Yes, Obamacare affects you too!

As for people thinking, “Well, Obamacare repeal will hurt those on the individual market.  I’ve got a large employer and a good plan.  It’s all good.”  Actually, not so much.  There’s lots of stuff in Obamacare that benefits pretty much everybody with health insurance.  NPR summarizes:

Nonetheless, as tensions grow in Washington over the future of the health law, it is important to understand some of its effects on large-group plans.

No copays for preventive services

The health insurance offered by big companies is typically pretty comprehensive, the better to attract and keep good employees. But Obamacare broadened some coverage requirements. Under the law, insurers and employers have to cover many preventive services without charging people anything for them. The services that are required with no out-of-pocket payments include dozens of screenings and tests, including mammograms and colonoscopies that are recommended by the U.S. Preventive Services Task Force; routine immunizations endorsed by the federal Centers for Disease Control and Prevention’s Advisory Committee on Immunization Practices; and a range of services that are recommended specifically for children and for women by the federal Health Resources and Services Administration…

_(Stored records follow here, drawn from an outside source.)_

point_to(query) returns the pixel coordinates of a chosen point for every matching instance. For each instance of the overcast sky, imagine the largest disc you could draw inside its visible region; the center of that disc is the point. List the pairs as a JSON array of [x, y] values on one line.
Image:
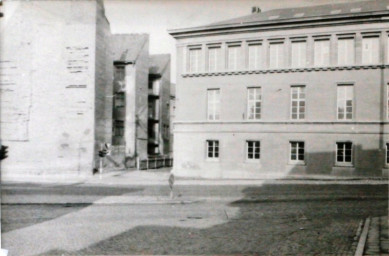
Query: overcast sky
[[155, 17]]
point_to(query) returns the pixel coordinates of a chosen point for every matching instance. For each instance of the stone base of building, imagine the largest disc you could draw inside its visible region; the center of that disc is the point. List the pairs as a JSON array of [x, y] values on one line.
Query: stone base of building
[[296, 172]]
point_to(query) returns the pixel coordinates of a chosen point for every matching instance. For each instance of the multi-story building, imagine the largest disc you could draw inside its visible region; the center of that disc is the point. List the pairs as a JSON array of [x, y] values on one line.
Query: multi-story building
[[159, 105], [67, 87], [287, 91]]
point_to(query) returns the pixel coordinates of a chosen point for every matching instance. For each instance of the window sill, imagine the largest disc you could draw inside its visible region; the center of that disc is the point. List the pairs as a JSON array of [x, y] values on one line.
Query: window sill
[[341, 165], [253, 161], [299, 163]]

No annual or lifetime limits on coverage

Even the most generous plans often had lifetime maximum coverage limits of a few million dollars before the health law passed, and some plans also imposed annual coverage limits. The health law eliminated those dollar coverage limits.

Annual cap on out-of-pocket payments for covered services

The health law set limits on how much people can be required to pay in deductibles, copayments or coinsurance every year for covered care they receive from providers in their network. In 2017, the limit is $7,150 for individuals and $14,300 for families.

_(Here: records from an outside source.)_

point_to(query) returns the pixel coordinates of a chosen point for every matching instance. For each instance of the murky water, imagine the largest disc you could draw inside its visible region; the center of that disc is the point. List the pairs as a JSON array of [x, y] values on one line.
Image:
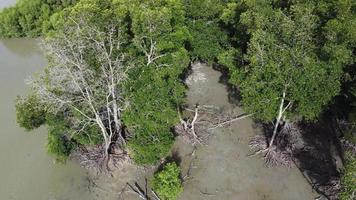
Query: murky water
[[222, 169], [26, 171]]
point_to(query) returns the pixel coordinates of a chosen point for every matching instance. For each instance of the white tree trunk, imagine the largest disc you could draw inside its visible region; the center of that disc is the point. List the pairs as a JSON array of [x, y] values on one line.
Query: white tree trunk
[[279, 117]]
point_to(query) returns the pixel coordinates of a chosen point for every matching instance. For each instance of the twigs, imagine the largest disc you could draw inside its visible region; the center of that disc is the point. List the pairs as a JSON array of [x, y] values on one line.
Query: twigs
[[143, 194], [205, 118], [243, 116], [94, 159]]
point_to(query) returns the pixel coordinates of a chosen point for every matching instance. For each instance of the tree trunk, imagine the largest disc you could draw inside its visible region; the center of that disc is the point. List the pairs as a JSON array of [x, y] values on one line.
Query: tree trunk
[[278, 119]]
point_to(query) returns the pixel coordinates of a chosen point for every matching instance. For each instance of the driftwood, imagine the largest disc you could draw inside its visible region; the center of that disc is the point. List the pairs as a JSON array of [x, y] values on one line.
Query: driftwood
[[243, 116], [143, 193], [94, 159], [204, 119]]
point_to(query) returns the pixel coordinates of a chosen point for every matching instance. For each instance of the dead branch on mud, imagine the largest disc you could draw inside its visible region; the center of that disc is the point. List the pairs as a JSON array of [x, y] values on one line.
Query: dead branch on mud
[[197, 124], [243, 116], [94, 159], [142, 193], [280, 154]]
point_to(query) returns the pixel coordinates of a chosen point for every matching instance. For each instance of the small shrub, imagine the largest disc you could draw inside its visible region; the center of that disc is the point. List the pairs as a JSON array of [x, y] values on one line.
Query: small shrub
[[167, 182]]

“Many employers often had an out-of-pocket limit anyway, but this guarantees protection for people with high needs,” said JoAnn Volk, a research professor at Georgetown University’s Center on Health Insurance Reforms, who has written on this issue

No waiting periods for coverage of pre-existing conditions

Prior to the ACA, employers could delay covering workers’ chronic and other health conditions for up to a year after they became eligible for a plan. Under the ACA, that’s no longer allowed. As a practical matter, though, coverage of pre-existing conditions was rarely an issue in large-group plans, say some health insurance analysts.

Repeal could reopen the door to that prohibited practice, however.

If you or someone in your family has a serious medical condition (like, oh, I don’t know, at random, I’ll just pick “rare genetic disease“), those lifetime limits really matter (as do the waiting periods on pre-existing conditions).  Or, say my good friend anxiously awaiting a new kidney.  But, I guess in Paul Ryan’s world, we’re all just takers.